HYDERABAD, June 5: People’s Party Parlimentarians leader Sardar Assef Ahmed Ali has described Gen Pervez Musharraf as a desperate man who he said is quite capable of taking extra-constitutional steps to perpetuate himself in power and may ask the superior court judges to take a new oath under the PCO before the Supreme Court adjudicates on petitions against government actions.

Mr Assef told a news conference at the press club on Tuesday that Gen Musharraf had got bogged down in a quagmire.

He slammed government ban on some private TV channels and said that Gen Musharraf, not Pemra, had imposed the ban after the media exposed him and his ministers during May 12 killings in Karachi. The blood of 44 innocent people was shed under the patronage of the state, he charged.

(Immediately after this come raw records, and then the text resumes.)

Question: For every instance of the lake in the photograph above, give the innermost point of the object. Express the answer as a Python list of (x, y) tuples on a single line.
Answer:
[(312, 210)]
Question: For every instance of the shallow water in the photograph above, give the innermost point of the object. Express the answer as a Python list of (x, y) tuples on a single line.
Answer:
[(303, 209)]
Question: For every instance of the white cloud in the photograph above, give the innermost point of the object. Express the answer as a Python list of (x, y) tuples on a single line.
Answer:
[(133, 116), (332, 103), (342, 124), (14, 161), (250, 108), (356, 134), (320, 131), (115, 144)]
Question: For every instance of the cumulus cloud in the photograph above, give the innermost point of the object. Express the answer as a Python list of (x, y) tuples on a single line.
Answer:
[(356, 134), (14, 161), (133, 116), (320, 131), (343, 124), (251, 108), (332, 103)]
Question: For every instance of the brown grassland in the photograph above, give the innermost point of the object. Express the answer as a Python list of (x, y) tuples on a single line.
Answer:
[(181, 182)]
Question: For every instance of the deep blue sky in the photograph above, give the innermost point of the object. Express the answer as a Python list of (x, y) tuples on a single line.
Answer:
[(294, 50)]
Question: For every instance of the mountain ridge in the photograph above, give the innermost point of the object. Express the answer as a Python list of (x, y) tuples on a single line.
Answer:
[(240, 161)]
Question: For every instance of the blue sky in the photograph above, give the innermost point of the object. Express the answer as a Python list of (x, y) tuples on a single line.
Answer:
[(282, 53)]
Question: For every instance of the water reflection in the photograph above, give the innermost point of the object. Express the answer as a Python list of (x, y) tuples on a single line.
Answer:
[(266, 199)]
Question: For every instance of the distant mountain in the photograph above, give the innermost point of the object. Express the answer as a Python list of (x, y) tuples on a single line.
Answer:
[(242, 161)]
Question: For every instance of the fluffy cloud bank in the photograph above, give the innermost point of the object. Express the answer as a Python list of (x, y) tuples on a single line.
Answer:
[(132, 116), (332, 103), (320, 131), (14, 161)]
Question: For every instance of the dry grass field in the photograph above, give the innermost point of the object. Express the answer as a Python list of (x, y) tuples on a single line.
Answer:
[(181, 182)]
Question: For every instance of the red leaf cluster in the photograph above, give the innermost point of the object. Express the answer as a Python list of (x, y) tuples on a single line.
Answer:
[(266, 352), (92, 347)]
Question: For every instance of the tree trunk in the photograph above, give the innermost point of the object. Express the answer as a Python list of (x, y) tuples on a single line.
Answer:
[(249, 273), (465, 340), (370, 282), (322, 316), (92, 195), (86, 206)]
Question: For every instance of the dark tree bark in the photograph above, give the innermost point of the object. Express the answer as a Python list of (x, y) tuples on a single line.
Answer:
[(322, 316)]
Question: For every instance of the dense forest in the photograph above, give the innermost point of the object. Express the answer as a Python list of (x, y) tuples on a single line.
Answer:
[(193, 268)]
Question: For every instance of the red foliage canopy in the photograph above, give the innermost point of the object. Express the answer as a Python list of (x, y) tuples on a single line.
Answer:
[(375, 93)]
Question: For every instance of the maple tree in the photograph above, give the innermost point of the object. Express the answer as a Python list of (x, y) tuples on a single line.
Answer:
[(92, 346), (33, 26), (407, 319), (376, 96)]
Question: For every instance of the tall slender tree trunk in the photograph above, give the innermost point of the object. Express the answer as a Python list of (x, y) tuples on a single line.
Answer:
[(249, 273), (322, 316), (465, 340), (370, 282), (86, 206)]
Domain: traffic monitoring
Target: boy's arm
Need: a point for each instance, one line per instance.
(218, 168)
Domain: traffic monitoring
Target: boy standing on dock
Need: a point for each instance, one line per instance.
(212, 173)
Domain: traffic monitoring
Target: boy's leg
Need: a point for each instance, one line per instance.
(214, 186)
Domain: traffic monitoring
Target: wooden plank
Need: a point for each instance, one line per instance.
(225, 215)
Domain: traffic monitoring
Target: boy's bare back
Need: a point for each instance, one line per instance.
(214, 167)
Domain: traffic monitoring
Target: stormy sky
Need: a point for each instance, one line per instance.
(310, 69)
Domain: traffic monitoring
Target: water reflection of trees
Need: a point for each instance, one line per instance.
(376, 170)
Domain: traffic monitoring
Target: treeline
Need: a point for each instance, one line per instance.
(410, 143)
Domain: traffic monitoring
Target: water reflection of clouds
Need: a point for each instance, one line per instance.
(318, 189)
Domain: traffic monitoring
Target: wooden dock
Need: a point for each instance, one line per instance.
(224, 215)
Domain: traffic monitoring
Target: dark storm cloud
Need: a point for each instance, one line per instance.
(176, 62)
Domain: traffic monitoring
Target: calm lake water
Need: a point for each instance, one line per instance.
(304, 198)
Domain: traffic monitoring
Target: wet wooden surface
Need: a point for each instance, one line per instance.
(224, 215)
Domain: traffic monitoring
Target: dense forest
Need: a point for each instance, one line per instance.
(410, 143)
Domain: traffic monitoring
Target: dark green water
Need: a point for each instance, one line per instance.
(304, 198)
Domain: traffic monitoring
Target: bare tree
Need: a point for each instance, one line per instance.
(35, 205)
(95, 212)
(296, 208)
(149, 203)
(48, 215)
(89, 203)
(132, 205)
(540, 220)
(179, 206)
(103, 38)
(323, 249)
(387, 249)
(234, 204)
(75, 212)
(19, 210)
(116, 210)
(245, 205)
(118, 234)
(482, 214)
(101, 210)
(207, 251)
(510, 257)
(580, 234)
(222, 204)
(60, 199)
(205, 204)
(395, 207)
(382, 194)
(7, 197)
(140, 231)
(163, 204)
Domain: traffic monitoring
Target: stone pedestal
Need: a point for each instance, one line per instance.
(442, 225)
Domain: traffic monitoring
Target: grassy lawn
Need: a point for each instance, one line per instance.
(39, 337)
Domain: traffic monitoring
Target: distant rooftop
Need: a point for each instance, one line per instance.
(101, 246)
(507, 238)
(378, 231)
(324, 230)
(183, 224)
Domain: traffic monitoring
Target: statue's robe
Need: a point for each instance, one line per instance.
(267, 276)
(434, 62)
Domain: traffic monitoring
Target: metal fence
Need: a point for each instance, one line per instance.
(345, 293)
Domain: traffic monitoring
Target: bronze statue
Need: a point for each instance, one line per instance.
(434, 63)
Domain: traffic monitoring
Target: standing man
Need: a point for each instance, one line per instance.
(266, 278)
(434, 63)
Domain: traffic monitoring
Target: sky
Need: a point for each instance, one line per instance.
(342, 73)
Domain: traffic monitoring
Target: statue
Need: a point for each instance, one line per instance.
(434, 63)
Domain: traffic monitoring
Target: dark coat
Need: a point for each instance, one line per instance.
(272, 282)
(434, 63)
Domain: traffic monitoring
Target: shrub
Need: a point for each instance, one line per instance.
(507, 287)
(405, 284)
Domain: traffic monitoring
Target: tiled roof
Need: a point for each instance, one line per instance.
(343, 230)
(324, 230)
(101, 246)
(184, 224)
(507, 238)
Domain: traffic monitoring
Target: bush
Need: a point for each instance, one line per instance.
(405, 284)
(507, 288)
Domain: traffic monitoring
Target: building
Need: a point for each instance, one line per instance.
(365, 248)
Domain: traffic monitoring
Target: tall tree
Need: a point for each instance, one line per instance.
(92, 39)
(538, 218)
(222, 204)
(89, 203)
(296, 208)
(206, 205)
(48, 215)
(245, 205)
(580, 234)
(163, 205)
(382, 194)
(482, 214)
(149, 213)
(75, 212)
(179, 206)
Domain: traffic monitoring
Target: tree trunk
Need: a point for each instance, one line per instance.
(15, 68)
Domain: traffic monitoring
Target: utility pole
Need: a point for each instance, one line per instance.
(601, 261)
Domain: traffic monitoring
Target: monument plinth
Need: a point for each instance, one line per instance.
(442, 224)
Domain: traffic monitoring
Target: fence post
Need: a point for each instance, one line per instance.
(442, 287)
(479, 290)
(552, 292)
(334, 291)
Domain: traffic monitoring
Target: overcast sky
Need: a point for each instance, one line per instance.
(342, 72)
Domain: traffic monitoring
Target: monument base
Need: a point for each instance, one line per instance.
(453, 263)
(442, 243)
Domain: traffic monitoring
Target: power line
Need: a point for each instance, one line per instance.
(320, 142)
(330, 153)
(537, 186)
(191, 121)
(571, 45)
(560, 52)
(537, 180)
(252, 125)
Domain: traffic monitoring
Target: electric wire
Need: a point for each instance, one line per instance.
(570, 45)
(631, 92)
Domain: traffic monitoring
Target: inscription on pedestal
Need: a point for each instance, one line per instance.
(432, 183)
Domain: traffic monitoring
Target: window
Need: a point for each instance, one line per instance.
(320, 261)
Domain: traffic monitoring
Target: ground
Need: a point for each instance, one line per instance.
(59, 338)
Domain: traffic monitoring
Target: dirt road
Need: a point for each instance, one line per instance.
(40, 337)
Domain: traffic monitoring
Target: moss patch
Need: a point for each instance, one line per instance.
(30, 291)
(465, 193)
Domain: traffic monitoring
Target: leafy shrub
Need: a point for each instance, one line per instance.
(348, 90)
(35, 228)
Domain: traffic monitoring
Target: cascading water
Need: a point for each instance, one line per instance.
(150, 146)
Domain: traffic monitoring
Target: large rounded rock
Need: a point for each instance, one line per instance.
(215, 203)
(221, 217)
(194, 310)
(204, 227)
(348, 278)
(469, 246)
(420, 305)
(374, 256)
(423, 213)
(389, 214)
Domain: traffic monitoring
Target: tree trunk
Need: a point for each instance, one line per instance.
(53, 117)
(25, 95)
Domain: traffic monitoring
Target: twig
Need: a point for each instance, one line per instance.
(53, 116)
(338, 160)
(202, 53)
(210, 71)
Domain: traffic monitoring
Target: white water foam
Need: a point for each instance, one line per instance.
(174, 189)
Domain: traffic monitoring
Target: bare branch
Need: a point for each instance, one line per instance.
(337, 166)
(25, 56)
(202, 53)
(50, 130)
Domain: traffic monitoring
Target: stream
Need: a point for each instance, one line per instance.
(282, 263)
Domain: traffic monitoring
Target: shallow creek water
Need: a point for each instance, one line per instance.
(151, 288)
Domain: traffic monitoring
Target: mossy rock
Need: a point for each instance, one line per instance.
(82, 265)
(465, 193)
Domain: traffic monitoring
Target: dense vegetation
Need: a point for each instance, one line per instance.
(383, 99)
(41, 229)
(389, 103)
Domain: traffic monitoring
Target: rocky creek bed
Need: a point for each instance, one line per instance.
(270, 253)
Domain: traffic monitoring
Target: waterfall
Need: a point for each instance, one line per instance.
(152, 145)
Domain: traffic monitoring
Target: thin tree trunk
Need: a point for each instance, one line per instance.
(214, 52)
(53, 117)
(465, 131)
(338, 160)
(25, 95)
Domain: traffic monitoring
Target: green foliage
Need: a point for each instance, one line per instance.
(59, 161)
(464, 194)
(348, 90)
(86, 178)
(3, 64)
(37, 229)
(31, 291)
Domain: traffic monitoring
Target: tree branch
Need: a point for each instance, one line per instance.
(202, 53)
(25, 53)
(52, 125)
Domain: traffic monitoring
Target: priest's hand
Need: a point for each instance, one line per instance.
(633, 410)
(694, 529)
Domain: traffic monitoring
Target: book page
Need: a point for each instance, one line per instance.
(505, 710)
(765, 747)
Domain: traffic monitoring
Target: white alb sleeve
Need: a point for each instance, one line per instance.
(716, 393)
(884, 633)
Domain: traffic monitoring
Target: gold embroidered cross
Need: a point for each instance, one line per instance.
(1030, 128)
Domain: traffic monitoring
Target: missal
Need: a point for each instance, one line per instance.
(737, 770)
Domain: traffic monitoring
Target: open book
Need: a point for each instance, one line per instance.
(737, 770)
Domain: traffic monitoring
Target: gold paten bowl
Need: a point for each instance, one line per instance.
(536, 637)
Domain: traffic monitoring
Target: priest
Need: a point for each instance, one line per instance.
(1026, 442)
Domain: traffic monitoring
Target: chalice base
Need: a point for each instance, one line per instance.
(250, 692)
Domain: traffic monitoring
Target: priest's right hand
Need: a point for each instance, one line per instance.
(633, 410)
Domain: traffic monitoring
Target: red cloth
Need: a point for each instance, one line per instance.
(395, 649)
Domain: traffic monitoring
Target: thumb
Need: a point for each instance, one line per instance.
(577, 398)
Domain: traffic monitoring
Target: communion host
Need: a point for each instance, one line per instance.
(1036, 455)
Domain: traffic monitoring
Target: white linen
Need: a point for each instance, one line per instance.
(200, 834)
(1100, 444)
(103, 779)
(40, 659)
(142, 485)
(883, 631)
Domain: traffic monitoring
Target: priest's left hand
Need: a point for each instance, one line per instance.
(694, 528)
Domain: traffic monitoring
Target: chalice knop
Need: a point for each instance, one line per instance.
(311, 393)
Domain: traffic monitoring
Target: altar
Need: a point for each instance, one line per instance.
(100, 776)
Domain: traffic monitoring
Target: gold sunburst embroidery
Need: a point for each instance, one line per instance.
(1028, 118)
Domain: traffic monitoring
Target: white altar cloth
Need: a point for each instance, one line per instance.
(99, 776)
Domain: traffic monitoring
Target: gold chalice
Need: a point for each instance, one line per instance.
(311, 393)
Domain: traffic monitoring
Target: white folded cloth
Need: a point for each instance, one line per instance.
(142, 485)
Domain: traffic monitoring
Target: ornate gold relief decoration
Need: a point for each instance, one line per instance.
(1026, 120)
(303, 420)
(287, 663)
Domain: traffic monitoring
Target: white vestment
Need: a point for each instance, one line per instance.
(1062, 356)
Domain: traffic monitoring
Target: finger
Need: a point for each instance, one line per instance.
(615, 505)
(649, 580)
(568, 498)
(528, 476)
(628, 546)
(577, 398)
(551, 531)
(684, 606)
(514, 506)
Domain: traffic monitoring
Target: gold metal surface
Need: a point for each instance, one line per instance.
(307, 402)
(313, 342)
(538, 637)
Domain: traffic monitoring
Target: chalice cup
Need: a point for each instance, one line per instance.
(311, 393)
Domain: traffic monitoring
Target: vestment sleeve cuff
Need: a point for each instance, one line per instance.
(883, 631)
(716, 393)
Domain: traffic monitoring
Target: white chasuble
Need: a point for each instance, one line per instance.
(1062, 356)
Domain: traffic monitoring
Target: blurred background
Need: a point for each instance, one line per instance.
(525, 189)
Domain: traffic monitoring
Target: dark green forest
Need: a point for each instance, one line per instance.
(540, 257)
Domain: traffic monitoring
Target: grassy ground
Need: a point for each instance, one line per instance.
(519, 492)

Gen Musharraf had himself boasted about show of power in Karachi and had publicly stated that PML and MQM were his allies. People were asking whether Gen Musharraf was the chief of a political party or Pakistan army, he said.

Mr Assef said that Gen Musharraf had even refused to order a judicial inquiry into the May 12 killings and recalled that the government had also pulled the rug over inquiry into the Kargil fiasco which claimed the lives of 3,500 jawans while India held an inquiry into the Kargil issue and rolled many heads. The government had also avoided conducting an inquiry into the murder of Nawab Akbar Bugti, he said.

He said that judging from the rousing receptions the CJP was receiving in different cities of the country, it was evident that the judiciary would at last achieve its independence. For the first time in the history of Punjab millions of people lined up along the roads on May 5 when the CJP visited Lahore and the judge was made to cover 300kms in 24 hours.

The former foreign minister said that the areas which the CJP had visited so far were the heartlands of army. The people who turned up to welcome the judge were not hired heads like those who attended public meeting in Islamabad in return for Rs350 each, he said.

He said that the CJP had become a symbol of people’s emancipation, their rights especially fundamental human rights and the freedom of press. The general had failed to realise that a mental revolution had taken place among people, which he termed ‘‘Chambeli Revolution’’ (peaceful).

Neither MQM nor Washington or London could stem the advance of this peaceful democratic revolution, he said and ridiculed Gen Musharraf’s assertion that it was he who had granted freedom to the press.

He said that the government had already resorted to repressive measures against the movement with many activists of PPP arrested in different districts of the Punjab.